Latest Research Findings

Our Conte Translational Center on Epigenetic Mechanisms of Depression has made robust progress since it was first funded in 2012. See Publications for a list of our most high profile original research articles and reviews. Here we provide a brief synopsis of a small subset of our findings in the following categories.

Molecular Basis of Depression


This recent article used RNA-sequencing, which provides a genome-wide map of all RNAs expressed in a tissue, in four brain regions linked to depression—nucleus accumbens, prefrontal cortex, hippocampus, and amygdala, at three time points after chronic social defeat stress in both mice susceptible to the stress as well as those which are more resilient, thus providing one of the most complete characterizations of gene expression changes induced in brain by chronic social stress. The study identified numerous gene networks and novel targets of stress which provide a path forward in drug discovery efforts.

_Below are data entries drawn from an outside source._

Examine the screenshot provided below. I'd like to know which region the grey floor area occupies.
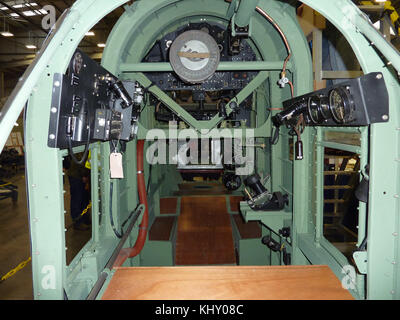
[0,171,91,300]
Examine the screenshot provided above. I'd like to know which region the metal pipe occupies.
[120,61,292,73]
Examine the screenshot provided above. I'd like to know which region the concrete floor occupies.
[0,171,90,300]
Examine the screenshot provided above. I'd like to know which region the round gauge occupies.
[329,88,352,124]
[169,30,220,84]
[72,52,83,75]
[308,96,324,124]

Bagot RC et al. (2016) Circuit-wide transcriptional profiling reveals brain region-specific gene networks regulating depression susceptibility. Neuron 90:969-983. PMCID: PMC4896746

In this paper, which will be published soon, the authors show that SIRT1, a type of sirtuin, plays a critical role in the nucleus accumbens in mediating susceptibility to chronic stress. SIRT1 is categorized as a Class III histone deacetylase but regulates cell function by deacetylating non-histone proteins as well. This finding is interesting in light of recent work which has reported that variations in the SIRT1 gene confer risk for depression in some human populations.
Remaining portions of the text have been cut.